El apaciguamiento más reciente fue con los Marlins, que por tachar del uniforme “Florida” y estampar “Miami”, recibieron en fondos públicos el 80 por ciento de los $634 millones que costó la construcción del Marlins Park.
Pero mucho antes del flirteo con los Peces, las autoridades del Condado habían sudado la gota gorda temiendo que el Heat los abandonara por el condado Broward. Así fue como germinó la American Airlines Arena sobre 17 acres frente a la Bahía de Biscayne. Esa fenomenal parcela de tierra fue cortesía del Condado, que pagó casi $38 millones.
El entonces alcalde condal, Alex Penelas, contrató al urbanizador Raúl Masvidal como intermediario para representarlo en las negociaciones con el propietario del Heat, Mickey Arison, que en el 2010 ocupó el puesto 69no. de la revista Forbes entre los hombres más ricos de Estados Unidos (fortuna estimada: $4,1000 millones).
En noviembre de 1996, el Heat finalmente acordó cubrir los $165 millones que costaría erigir la Arena, ante la oposición que había sobre el uso del dinero de los contribuyentes para financiar la instalación. Aquellos eran otros tiempos, pues los políticos locales por lo menos escuchaban a los contribuyentes. Lo más interesante fue que, al sellar el pacto, Masvidal declaró con bombo al New York Times: “Tenemos expectativa de que el Condado no solo salga empatado; tenemos expectativa de que gane dinero”.
Han transcurrido 13 años desde la fastuosa inauguración de la Arena con capacidad para casi 20,000 personas. El Condado ha subsidiado, además de la tierra, $5 millones antes de la apertura y $6.4 millones anuales en gastos de operación. La suma total de la subvención asciende a $102 millones.
¿Se cumplió, entonces, la profecía de Masvidal? ¿Empató el Condado con el Heat? ¿Ganó? Ni una ni otra. Ha sido una vergonzosa derrota.
El Condado no ha recibido ni un centavo; ni siquiera sabe a ciencia cierta si el Heat ha cumplido a cabalidad con las estipulaciones del contrato de operación de la Arena, instalación que, de paso, pertenece a los residentes de Miami-Dade.
A esa conclusión llegó una pesquisa del Inspector General de Miami-Dade, Christopher Mazzella, que recrimina al Condado por el “mal desempeño” de la supervisión de la gestión administrativa del Heat, así como por prestar poca atención a su presupuesto.
En otras palabras, el Condado descuidó las potenciales ganancias de los contribuyentes.
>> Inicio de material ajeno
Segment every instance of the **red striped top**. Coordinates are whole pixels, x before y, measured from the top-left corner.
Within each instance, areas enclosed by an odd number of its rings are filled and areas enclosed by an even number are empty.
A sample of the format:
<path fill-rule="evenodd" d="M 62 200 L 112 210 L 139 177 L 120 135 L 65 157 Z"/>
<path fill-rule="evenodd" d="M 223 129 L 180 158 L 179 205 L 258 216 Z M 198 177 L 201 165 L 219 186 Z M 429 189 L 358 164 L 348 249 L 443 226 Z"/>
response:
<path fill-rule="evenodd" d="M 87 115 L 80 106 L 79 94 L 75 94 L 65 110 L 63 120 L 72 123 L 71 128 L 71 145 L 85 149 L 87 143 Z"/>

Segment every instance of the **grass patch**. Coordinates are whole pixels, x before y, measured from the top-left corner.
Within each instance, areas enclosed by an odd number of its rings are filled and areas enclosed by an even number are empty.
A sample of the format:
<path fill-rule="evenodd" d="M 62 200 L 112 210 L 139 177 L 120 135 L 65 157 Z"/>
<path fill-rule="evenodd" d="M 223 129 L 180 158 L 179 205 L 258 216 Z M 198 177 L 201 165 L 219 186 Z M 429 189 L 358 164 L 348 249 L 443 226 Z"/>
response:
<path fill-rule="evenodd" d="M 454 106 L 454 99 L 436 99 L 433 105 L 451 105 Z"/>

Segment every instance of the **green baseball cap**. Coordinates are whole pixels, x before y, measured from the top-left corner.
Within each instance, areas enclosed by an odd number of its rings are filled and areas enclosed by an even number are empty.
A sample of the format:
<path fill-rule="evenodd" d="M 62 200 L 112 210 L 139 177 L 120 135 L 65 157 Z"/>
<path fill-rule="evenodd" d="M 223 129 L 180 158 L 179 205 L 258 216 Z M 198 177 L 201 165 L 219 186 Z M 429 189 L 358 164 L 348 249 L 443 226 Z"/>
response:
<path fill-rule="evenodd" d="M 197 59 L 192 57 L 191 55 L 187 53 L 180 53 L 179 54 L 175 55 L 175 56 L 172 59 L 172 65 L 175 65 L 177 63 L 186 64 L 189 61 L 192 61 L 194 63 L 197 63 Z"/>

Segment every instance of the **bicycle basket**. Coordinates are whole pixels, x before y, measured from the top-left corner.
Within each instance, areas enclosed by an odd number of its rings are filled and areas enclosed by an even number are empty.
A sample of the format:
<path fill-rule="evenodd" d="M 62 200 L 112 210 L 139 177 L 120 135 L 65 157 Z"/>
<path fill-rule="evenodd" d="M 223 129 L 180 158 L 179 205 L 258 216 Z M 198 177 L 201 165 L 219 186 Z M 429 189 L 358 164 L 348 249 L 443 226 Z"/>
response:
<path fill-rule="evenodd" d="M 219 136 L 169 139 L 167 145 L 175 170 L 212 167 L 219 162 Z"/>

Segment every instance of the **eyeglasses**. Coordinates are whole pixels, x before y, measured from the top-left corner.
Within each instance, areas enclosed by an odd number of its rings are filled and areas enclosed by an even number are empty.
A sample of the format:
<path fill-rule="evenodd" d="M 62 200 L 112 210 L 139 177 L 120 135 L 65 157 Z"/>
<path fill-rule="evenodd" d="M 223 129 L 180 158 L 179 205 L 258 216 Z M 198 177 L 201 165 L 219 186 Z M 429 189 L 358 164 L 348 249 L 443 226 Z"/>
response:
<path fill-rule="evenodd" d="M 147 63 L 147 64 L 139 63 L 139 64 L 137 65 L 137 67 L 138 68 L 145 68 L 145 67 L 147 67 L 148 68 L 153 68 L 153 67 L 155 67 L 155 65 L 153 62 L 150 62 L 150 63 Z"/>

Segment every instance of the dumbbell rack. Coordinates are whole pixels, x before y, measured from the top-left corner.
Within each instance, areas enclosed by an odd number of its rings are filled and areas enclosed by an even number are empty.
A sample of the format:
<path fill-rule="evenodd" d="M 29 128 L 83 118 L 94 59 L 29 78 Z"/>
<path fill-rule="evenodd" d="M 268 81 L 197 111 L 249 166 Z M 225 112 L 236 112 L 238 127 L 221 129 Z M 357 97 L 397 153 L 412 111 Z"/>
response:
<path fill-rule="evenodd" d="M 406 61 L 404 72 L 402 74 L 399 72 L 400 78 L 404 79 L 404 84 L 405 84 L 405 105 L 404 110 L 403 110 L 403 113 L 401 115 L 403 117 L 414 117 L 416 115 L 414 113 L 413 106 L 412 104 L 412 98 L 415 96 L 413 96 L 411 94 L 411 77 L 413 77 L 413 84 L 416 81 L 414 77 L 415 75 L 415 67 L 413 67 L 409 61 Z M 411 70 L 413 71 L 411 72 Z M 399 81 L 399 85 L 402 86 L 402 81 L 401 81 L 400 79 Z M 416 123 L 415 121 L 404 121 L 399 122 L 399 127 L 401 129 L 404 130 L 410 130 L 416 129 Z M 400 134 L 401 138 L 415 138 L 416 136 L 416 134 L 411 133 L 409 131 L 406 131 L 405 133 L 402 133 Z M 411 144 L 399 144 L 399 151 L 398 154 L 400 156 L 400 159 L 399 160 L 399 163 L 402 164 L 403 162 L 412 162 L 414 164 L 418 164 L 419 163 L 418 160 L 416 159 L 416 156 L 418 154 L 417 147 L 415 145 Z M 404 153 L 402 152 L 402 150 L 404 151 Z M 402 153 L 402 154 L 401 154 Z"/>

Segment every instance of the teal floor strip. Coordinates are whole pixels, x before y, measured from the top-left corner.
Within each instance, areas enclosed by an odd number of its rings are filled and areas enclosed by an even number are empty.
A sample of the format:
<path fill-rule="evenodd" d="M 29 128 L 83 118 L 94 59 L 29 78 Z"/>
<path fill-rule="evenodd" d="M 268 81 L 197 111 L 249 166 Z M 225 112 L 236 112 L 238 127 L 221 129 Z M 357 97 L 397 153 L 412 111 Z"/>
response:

El precio promedio de un boleto para ver un juego en la Arena es de $59, según Forbes. La revista señala que en el 2010 el valor del equipo aumentó a $425 millones por la adquisición de LeBron James, debido a los ingresos adicionales que generó la superestrella del balón en venta de boletos y patrocinios. Además, no olvidemos las ganancias que dejan los concesionarios de alimentos, que cobran un ojo de la cara por la comida chatarra y el alcohol.
Según las previsiones del contrato con Basketball Properties Ltd., el brazo operativo del Heat, la empresa debe superar el umbral de $14 millones anuales en el usufructo de la Arena para tener misericordia y darle una tajada al Condado. Dichas ganancias no sólo provienen de la venta de boletos y de los concesionarios, sino también del alquiler que cobra a los conciertos y a American Airlines, la aerolínea, por exhibir su marca. Para colmo, el Condado paga los gastos de mantenimiento.
El problema yace en que el acuerdo también contempla que el equipo descuente todas sus pérdidas antes de sumar las ganancias. El Heat afirma que hasta el 2010 incurrió en pérdidas de $156.6 millones a raíz de gastos legítimos. No obstante, Mazella sostiene que el Condado no puede legitimar esa cifra porque no cumplió la tarea de fiscalización que habría hecho cualquier socio comercial.
La semana pasada el Condado declaró en un comunicado que continúa optimizando la supervisión de la administración de la Arena. A su vez, el alcalde Carlos Giménez aclaró que todo este desbarajuste sucedió en un período previo a su gestión.
Es hora que los líderes del Condado se pongan las pilas en esta alianza con el Heat y aprendan a clavar la bola en el aro para que los contribuyentes algún día anotemos un punto.